L’Association des Oulémas algériens a joué un rôle important pendant la décolonisation. Son objectif : faire de l’Algérie une société musulmane.
Universités, diplômes, collèges d’experts : à travers les époques, les sociétés musulmanes ont développé de nombreux moyens d’institutionnaliser la science (’ilm). L’ouvrage de Charlotte Courreye nous invite à découvrir une tentative d’organisation de l’expertise née dans un contexte colonial spécifique : une association loi 1901, avec un président, un secrétaire, un trésorier, des statuts. Dans une histoire sociale fine, elle retrace un objet central de l’histoire de l’Algérie contemporaine, l’Association des Oulémas Musulmans Algériens. L’autorité religieuse du savant ou ’ālim (pluriel ’ūlama’, d’où le français ouléma) se trouve transformée par cette nouvelle forme institutionnelle. Réunis à l’échelle nationale, les oulémas portent un projet de mission pour toute la société : faire de l’Algérie une société musulmane. Ce livre, issu d’une thèse, propose une étude riche d’enseignements à deux titres. D’abord, il offre un regard neuf sur l’histoire algérienne contemporaine en suivant les trajectoires d’acteurs avant et après l’indépendance. Il permet aussi de réfléchir aux multiples transformations de la place de l’autorité religieuse en contexte colonial et post-colonial bien au-delà du cas algérien.

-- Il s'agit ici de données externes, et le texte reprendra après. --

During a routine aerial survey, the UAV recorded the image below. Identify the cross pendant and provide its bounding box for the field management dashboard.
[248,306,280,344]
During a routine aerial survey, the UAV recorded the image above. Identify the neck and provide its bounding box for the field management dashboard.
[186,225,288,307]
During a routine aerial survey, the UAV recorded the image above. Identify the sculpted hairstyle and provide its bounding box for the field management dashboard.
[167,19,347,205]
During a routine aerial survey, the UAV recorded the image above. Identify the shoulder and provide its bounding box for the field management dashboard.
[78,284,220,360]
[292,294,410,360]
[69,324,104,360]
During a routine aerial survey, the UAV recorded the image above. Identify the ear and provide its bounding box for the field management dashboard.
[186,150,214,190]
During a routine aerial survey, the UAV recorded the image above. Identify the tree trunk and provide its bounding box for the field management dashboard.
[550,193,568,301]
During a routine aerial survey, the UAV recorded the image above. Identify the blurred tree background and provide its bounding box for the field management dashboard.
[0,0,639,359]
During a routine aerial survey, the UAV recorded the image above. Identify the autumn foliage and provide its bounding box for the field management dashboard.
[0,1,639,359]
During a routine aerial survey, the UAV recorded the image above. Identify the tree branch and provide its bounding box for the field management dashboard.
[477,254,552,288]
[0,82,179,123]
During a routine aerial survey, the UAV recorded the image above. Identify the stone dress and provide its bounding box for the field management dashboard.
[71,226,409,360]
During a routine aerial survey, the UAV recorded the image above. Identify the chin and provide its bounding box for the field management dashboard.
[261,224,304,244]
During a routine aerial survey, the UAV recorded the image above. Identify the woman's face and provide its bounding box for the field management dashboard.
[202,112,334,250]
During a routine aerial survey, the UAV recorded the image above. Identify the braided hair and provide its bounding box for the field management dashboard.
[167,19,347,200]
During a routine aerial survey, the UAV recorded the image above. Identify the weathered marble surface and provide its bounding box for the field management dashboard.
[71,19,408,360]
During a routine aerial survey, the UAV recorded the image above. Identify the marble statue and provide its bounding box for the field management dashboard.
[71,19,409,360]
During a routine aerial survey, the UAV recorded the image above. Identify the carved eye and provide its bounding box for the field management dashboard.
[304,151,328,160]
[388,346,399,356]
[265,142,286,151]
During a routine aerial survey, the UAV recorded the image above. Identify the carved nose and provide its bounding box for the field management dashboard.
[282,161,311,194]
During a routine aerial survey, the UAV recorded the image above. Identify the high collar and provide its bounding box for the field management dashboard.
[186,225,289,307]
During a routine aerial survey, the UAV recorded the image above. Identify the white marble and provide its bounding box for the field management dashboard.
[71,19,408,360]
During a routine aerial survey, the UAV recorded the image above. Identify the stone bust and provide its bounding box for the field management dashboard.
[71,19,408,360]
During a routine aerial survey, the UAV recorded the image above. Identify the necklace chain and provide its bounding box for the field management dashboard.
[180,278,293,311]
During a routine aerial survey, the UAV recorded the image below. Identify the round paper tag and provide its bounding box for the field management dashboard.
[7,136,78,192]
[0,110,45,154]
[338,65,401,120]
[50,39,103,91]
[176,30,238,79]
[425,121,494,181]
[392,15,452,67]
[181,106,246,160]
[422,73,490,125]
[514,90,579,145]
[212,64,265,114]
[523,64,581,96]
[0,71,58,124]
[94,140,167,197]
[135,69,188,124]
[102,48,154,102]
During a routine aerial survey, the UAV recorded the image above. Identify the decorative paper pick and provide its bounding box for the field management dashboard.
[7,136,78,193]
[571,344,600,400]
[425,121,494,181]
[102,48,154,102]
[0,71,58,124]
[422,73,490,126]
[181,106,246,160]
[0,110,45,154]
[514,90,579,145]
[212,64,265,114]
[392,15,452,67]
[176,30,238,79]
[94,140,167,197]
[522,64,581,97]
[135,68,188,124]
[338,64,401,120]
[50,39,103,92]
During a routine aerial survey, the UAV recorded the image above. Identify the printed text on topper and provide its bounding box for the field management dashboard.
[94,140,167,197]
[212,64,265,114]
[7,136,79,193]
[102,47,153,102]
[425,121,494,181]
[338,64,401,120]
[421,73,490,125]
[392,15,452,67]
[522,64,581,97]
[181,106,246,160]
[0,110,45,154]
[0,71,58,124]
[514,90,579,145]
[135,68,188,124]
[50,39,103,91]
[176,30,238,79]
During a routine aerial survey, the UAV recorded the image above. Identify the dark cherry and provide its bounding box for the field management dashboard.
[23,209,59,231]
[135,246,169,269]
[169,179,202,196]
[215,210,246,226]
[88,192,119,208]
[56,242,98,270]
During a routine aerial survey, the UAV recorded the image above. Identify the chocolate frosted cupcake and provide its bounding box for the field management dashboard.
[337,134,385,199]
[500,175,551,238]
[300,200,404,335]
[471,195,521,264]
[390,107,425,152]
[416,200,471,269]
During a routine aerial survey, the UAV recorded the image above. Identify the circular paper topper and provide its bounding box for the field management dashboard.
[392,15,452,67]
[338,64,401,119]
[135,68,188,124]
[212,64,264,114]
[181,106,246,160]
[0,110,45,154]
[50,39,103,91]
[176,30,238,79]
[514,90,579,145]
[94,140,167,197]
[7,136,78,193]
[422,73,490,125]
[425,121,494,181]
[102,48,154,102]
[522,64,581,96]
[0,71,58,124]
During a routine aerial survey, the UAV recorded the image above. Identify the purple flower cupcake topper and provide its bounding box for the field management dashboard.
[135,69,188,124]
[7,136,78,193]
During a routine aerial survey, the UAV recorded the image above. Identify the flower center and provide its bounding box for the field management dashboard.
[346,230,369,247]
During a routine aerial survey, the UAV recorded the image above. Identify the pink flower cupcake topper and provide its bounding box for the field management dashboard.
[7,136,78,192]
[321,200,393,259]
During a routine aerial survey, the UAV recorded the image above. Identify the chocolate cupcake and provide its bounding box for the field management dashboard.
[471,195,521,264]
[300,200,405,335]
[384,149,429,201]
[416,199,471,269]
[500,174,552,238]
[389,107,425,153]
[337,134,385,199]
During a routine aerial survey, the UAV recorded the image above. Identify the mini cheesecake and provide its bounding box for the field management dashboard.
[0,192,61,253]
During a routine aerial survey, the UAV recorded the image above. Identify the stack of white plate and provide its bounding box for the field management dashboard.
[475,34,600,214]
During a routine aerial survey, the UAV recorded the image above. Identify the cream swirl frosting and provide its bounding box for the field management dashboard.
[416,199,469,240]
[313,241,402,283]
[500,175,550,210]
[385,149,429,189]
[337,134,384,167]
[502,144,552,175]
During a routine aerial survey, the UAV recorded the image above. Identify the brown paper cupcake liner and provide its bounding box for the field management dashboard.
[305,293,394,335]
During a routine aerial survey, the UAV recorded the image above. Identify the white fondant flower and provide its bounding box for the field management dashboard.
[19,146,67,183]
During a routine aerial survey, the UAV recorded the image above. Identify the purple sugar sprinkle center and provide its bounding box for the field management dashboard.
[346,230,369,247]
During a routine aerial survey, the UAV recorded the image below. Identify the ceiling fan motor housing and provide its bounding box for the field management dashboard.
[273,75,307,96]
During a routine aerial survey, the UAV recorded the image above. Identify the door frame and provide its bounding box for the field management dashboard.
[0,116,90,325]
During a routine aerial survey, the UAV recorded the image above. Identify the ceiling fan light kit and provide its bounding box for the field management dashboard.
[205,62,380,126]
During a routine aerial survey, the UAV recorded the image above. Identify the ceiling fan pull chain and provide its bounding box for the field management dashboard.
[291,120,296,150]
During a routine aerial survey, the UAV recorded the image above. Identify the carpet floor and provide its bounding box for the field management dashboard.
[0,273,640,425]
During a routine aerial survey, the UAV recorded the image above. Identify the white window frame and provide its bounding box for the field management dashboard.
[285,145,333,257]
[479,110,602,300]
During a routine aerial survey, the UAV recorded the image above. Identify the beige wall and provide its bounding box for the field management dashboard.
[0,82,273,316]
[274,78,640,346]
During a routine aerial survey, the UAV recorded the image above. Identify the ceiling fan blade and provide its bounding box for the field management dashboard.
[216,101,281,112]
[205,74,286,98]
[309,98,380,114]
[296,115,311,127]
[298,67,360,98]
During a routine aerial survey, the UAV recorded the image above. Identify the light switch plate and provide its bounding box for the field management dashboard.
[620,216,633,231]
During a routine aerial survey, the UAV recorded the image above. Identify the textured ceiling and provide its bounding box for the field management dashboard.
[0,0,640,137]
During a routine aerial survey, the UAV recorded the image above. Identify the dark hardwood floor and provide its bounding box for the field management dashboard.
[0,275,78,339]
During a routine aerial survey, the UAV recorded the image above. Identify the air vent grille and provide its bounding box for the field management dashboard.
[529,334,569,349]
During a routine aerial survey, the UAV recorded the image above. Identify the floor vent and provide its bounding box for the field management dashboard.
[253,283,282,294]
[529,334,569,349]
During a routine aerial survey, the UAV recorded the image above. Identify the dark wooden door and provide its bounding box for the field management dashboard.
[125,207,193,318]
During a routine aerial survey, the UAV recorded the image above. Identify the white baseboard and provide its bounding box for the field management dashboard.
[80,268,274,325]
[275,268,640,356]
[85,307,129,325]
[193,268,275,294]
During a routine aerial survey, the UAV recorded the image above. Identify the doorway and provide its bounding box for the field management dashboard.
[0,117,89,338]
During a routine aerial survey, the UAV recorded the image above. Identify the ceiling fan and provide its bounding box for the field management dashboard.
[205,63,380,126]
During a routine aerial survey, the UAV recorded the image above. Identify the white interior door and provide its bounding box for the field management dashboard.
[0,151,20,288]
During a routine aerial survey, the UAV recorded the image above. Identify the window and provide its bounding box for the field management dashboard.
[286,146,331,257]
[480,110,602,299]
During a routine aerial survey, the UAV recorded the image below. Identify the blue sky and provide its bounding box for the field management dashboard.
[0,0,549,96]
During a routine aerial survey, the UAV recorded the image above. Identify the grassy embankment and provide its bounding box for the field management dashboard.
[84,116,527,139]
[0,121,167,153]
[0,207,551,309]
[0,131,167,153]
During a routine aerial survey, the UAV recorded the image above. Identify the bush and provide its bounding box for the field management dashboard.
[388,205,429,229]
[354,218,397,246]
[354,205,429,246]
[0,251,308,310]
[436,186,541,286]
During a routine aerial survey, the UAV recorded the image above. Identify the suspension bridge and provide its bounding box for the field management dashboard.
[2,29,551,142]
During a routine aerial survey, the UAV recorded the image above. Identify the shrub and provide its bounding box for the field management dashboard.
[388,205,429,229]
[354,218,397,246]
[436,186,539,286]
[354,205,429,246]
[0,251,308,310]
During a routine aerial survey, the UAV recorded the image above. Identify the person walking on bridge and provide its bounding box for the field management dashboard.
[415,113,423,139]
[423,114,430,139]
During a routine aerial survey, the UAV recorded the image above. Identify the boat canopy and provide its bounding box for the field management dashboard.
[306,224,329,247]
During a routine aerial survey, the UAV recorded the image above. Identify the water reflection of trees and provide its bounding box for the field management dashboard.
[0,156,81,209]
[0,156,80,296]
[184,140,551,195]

L’Association est bien connue des Algériens. Fondée en 1931 par le shaykh Abdelhamid Ibn Badis, l’AOMA joue un rôle-clé dans le développement du mouvement national algérien. Instaurant un réseau d’écoles à travers le territoire, elle défend la langue arabe et la religion musulmane dans le contexte de l’Algérie française. Sans se mêler officiellement de politique, elle participe de manière significative au développement culturel d’une identité nationale algérienne, et pendant la guerre, elle se rallie au FLN en 1956. Après l’indépendance en 1962, l’association cesse d’exister institutionnellement. Mais en proposant une histoire sociale des réseaux d’hommes et de femmes rassemblés par l’association, Charlotte Courreye montre les continuités malgré ces changements institutionnels. Les anciens membres de l’association participent à l’élaboration de l’État indépendant et occupent des positions stratégiques dans les ministères, surtout ceux des Affaires religieuses et de l’éducation. Par exemple, Zhor Ounissi (Zuhur Wunisi), née en 1936 à Constantine, fait sa scolarité primaire dans une école des oulémas, puis enseigne dans ces mêmes écoles, avant de finir en 1982 comme ministre des Affaires Sociales, première femme d’un gouvernement algérien. Un certain « esprit ouléma » se maintient malgré la disparition de l’association, notamment par une prise de distance avec l’appareil politique du FLN qui devient dans l’après-indépendance un véritable parti-État. En 1991, date qui marque la fin de l’ouvrage, dans un contexte de multipartisme et de crise politique, une nouvelle association est refondée en référence à l’ancienne, sans pour autant rassembler tous ces anciens membres.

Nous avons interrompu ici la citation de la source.